『鈴なり星』の雑記

こちらは『鈴なり星』の平安時代物語や創作小説以外のブログです

『怪談実話コロシアム 群雄割拠の上方篇』


『怪談実話コロシアム 群雄割拠の上方篇
  幽編集部編 MF文庫ダ・ウィンチ¥590』

怪談専門誌『幽』と『冥』の「怪談コロシアム」というコーナーに掲載された作品を書籍化したものに中山市朗氏の書下ろしを加えたものです。

まず装丁がユニーク。悟りの丸窓からくいだおれ人形と稲荷狐とたこやき用のタコが覗き、装飾ドクロがコウモリと一緒に跳梁跋扈。怪談にコテコテの関西風味を足したらこんなイメージになるなんて面白い。今の実話怪談の装丁にはない元気な感じがとても好感持てます。

中身も闘技場(コロシアム)にふさわしい勢いのある作品ばかり。すっかり安定トレンドになってしまった精神系怪談やオチなし系怪談の前は、こんなワチャワチャした元気な怪談がたくさん読めたし読み手のこちらもテンション上がったし、いい時代だったよね。いや今のトレンドもいいけどさ。

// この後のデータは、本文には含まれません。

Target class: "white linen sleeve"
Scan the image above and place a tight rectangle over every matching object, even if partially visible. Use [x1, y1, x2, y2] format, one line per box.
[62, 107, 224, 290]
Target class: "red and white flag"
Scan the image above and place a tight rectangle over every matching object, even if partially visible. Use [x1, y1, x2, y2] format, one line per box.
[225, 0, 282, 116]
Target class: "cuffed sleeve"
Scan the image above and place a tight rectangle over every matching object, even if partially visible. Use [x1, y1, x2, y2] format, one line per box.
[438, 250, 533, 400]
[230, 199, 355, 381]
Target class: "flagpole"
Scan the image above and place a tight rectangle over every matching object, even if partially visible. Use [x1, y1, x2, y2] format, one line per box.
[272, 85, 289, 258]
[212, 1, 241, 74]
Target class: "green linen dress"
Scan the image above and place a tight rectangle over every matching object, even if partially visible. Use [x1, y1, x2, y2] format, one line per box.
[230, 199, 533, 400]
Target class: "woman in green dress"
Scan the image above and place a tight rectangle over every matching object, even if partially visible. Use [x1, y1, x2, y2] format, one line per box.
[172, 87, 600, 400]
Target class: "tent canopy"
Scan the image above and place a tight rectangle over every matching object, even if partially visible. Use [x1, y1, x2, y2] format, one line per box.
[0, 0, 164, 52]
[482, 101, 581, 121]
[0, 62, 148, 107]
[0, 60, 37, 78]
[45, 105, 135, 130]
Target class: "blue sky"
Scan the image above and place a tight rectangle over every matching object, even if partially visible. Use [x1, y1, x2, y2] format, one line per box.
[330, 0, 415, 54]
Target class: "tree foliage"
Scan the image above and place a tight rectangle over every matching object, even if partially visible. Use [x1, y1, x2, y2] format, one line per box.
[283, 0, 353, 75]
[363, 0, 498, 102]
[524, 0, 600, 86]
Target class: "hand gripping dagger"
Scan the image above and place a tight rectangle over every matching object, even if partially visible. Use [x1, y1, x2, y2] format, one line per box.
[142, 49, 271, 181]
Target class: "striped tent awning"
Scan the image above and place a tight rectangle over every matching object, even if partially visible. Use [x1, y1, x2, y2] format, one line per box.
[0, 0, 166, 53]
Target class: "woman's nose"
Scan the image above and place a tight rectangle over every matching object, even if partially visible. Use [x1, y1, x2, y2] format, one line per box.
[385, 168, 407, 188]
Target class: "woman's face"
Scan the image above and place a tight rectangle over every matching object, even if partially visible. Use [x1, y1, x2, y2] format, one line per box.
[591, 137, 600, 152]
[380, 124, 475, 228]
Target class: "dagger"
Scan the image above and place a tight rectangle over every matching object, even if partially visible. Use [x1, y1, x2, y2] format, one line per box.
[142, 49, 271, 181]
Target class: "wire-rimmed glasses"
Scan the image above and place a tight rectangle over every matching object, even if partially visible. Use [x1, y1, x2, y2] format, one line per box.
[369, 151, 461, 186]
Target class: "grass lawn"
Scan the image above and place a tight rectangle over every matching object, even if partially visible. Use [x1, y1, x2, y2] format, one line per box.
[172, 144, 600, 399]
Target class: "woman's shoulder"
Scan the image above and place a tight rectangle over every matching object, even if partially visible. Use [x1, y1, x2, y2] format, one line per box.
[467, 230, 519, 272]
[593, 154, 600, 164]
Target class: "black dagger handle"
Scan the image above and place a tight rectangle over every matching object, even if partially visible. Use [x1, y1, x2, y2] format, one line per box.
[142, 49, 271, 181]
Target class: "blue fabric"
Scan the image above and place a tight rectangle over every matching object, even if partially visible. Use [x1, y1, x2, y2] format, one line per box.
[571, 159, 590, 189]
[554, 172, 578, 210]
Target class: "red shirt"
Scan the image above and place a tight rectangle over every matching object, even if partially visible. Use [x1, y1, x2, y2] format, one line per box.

一番楽しめたのは宇津呂鹿太郎氏と伊計翼氏。特に宇津呂氏の「誰にでも除霊はできる」。霊を退散させるのはファブリーズではなくエロ。煩悩の前には霊もかすむという話はとても面白かったです。「推し」に夢中になると不安感が吹き飛ぶ、みたいな説を思い出した。
伊計氏の話、関西人気質を下げて下げてたまに上げて、を延々と続けながら怪談するという落語のような話はとても好み。「西の人々、西の怪異談」の第一話、不審な音がしてると調べてみたら、実は何でもなく…のはずが何とも恐ろしい結末になり、という不気味な話。すごく楽しめました。

今年流行語にエントリーされた「知らんけど」が2014年発行のこの本にも出ている。かなり前からなじんでるこの言葉がいまさら流行語にエントリーされるなんて、SNSの伝播力も大したことないの?知らんけど。